Pyspark: Exception: Java gateway process exited be

2020-01-24 23:28发布

问题:

I'm trying to run pyspark on my macbook air. When i try starting it up I get the error:

Exception: Java gateway process exited before sending the driver its port number

when sc = SparkContext() is being called upon startup. I have tried running the following commands:

./bin/pyspark
./bin/spark-shell
export PYSPARK_SUBMIT_ARGS="--master local[2] pyspark-shell"

with no avail. I have also looked here:

Spark + Python - Java gateway process exited before sending the driver its port number?

but the question has never been answered. Please help! Thanks.

回答1:

this should help you

One solution is adding pyspark-shell to the shell environment variable PYSPARK_SUBMIT_ARGS:

export PYSPARK_SUBMIT_ARGS="--master local[2] pyspark-shell"

There is a change in python/pyspark/java_gateway.py , which requires PYSPARK_SUBMIT_ARGS includes pyspark-shell if a PYSPARK_SUBMIT_ARGS variable is set by a user.



回答2:

One possible reason is JAVA_HOME is not set because java is not installed.

I encountered the same issue.
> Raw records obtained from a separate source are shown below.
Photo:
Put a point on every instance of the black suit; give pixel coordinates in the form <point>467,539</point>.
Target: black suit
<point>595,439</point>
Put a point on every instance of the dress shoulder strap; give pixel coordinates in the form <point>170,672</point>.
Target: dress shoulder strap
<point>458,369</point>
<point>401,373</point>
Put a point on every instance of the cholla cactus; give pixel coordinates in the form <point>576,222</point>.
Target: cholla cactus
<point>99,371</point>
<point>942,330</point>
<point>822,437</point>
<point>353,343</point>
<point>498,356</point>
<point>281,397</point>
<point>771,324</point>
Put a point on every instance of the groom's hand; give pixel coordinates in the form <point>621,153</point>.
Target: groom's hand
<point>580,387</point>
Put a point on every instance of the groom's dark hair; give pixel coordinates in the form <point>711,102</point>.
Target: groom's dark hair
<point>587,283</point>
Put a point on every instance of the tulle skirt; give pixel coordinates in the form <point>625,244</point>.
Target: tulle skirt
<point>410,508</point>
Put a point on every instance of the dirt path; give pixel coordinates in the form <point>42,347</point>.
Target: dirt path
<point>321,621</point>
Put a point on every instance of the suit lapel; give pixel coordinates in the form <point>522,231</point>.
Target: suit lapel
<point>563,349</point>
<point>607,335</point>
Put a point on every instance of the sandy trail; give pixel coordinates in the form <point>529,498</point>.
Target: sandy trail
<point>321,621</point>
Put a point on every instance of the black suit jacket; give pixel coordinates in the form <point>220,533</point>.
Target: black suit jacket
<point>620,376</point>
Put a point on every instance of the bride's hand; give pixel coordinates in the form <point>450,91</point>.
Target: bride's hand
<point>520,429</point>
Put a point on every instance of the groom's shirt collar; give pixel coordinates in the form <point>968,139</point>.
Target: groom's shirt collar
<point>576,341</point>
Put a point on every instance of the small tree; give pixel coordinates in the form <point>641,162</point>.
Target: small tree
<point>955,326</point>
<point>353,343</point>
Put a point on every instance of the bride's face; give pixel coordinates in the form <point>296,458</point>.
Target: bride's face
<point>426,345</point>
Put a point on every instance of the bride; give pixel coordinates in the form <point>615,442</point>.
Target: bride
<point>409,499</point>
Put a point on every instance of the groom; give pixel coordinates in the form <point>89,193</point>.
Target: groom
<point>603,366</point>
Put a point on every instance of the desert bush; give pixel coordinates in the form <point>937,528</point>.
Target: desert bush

It says

Exception in thread "main" java.lang.UnsupportedClassVersionError: org/apache/spark/launcher/Main : Unsupported major.minor version 51.0
    at java.lang.ClassLoader.defineClass1(Native Method)
    at java.lang.ClassLoader.defineClass(ClassLoader.java:643)
    at java.security.SecureClassLoader.defineClass(SecureClassLoader.java:142)
    at java.net.URLClassLoader.defineClass(URLClassLoader.java:277)
    at java.net.URLClassLoader.access$000(URLClassLoader.java:73)
    at java.net.URLClassLoader$1.run(URLClassLoader.java:212)
    at java.security.AccessController.doPrivileged(Native Method)
    at java.net.URLClassLoader.findClass(URLClassLoader.java:205)
    at java.lang.ClassLoader.loadClass(ClassLoader.java:323)
    at sun.misc.Launcher$AppClassLoader.loadClass(Launcher.java:296)
    at java.lang.ClassLoader.loadClass(ClassLoader.java:268)
    at sun.launcher.LauncherHelper.checkAndLoadMain(LauncherHelper.java:406)
Traceback (most recent call last):
  File "<string>", line 1, in <module>
  File "/opt/spark/python/pyspark/conf.py", line 104, in __init__
    SparkContext._ensure_initialized()
  File "/opt/spark/python/pyspark/context.py", line 243, in _ensure_initialized
    SparkContext._gateway = gateway or launch_gateway()
  File "/opt/spark/python/pyspark/java_gateway.py", line 94, in launch_gateway
    raise Exception("Java gateway process exited before sending the driver its port number")
Exception: Java gateway process exited before sending the driver its port number

at sc = pyspark.SparkConf(). I solved it by running

sudo add-apt-repository ppa:webupd8team/java
sudo apt-get update
sudo apt-get install oracle-java8-installer

which is from https://www.digitalocean.com/community/tutorials/how-to-install-java-with-apt-get-on-ubuntu-16-04



回答3:

Had the same issue with my iphython notebook (IPython 3.2.1) on Linux (ubuntu).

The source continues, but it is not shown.